Back in the cottage, having closed the three padlocks on the shed, the Soul Collector assumed the lotus position. As ever, she thought of her brother. He had called himself the White Devil, but to her he would always be Leslie, the name he’d been given by his adoptive mother. Although she’d since discovered that their birth mother had dubbed him Oliver in the days before she handed them over, that name seemed as unreal as Angela, the one she’d been given. Leslie had made her life. Before he had accosted her outside the Daily Independent offices, she had been a typical soulless journalist, with her eyes only on the next story. She didn’t even have a steady boyfriend, just a string of drunken one-night stands that hadn’t even provided good sex. Leslie had given her that. She’d been able to abandon herself to him precisely because he was her brother-breaking the taboo of incest had been incredibly exhilarating. When he’d told her they were twins, she hadn’t believed him. There was little facial resemblance between them, though once they were in contact she was able to commune with him in the strange way many twins experience. That had made working with him in his great revenge plot so much easier.
Leslie had made only one mistake. His desire for his name to go down in history had driven him to involve the writer Matt Wells. The worm who thought he had turned, the useless fuck who was now crying for his friend Dave.
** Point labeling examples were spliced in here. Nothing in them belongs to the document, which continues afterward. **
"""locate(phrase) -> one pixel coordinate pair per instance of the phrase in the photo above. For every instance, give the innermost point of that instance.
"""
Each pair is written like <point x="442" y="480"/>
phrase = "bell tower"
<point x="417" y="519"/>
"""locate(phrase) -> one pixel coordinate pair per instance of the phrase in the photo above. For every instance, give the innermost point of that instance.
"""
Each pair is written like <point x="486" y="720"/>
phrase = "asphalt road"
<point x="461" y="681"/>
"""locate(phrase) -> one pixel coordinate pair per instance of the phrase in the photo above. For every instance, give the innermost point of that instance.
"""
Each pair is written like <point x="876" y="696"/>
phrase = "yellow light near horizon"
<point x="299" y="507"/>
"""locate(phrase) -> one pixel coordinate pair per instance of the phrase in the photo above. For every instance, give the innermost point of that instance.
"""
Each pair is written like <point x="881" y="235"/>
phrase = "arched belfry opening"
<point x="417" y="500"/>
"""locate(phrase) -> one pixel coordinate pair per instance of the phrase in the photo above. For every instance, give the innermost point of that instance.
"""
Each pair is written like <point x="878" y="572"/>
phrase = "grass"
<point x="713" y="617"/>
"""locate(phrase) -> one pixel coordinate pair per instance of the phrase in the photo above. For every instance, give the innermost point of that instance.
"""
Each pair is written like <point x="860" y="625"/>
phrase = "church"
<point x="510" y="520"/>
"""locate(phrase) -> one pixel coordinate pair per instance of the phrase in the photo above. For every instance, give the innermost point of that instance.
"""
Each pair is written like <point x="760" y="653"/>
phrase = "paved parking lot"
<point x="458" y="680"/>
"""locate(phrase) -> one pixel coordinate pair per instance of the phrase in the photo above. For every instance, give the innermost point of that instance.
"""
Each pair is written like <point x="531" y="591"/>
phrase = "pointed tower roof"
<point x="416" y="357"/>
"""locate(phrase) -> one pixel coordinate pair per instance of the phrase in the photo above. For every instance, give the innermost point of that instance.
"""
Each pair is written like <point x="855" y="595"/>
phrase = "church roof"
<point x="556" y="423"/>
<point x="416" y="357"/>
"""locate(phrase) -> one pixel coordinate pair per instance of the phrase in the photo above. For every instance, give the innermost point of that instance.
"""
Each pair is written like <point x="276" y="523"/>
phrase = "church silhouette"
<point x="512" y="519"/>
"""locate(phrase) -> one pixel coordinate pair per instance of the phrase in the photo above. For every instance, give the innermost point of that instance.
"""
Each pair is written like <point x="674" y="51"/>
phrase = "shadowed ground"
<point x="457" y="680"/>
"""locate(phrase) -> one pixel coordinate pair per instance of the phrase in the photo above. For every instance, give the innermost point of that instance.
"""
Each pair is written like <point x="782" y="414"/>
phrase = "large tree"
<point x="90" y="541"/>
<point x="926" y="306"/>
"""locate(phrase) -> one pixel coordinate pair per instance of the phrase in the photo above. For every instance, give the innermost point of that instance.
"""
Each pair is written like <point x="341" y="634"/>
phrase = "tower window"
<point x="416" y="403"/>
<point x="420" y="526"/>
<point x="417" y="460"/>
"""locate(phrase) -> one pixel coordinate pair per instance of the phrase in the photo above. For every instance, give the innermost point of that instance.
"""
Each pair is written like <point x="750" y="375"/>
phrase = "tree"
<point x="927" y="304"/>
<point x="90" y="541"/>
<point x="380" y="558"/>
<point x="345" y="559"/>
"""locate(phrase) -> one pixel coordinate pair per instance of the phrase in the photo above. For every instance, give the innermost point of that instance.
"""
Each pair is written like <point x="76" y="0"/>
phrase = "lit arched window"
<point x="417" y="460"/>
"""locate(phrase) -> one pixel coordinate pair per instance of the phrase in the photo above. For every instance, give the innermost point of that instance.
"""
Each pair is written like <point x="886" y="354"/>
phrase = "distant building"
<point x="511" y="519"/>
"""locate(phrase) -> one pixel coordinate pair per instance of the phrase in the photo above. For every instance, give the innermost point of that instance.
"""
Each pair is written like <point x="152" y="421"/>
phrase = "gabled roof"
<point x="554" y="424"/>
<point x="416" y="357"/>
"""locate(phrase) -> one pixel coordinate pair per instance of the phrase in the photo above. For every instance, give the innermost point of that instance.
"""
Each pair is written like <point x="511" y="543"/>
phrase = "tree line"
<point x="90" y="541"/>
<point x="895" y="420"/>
Although he hadn’t brought about her brother’s death-the SAS men who had executed Leslie would soon be paying for that-Matt’s resistance had meant that not all the people her brother had planned to kill became victims. She would harvest their souls soon. Her plan had been two years in the making and Leslie would have applauded its subtlety.
Vengeance is mine, the woman thought. Was there anything purer and more life-enhancing than revenge? The Jacobean tragedians knew its worth, despite the fact that ultimately they had to kill their revengers to end their works in ways acceptable to the establishment of the time. John Webster, in particular, had more than passing sympathy for his tragic characters, not least the incestuous siblings Vittoria and Flaminio in The White Devil. Although the revengers were punished, their lives and deeds were portrayed as tragic, and therefore noble, while the supposedly virtuous characters were no less corrupt and hypocritical, but much less interesting.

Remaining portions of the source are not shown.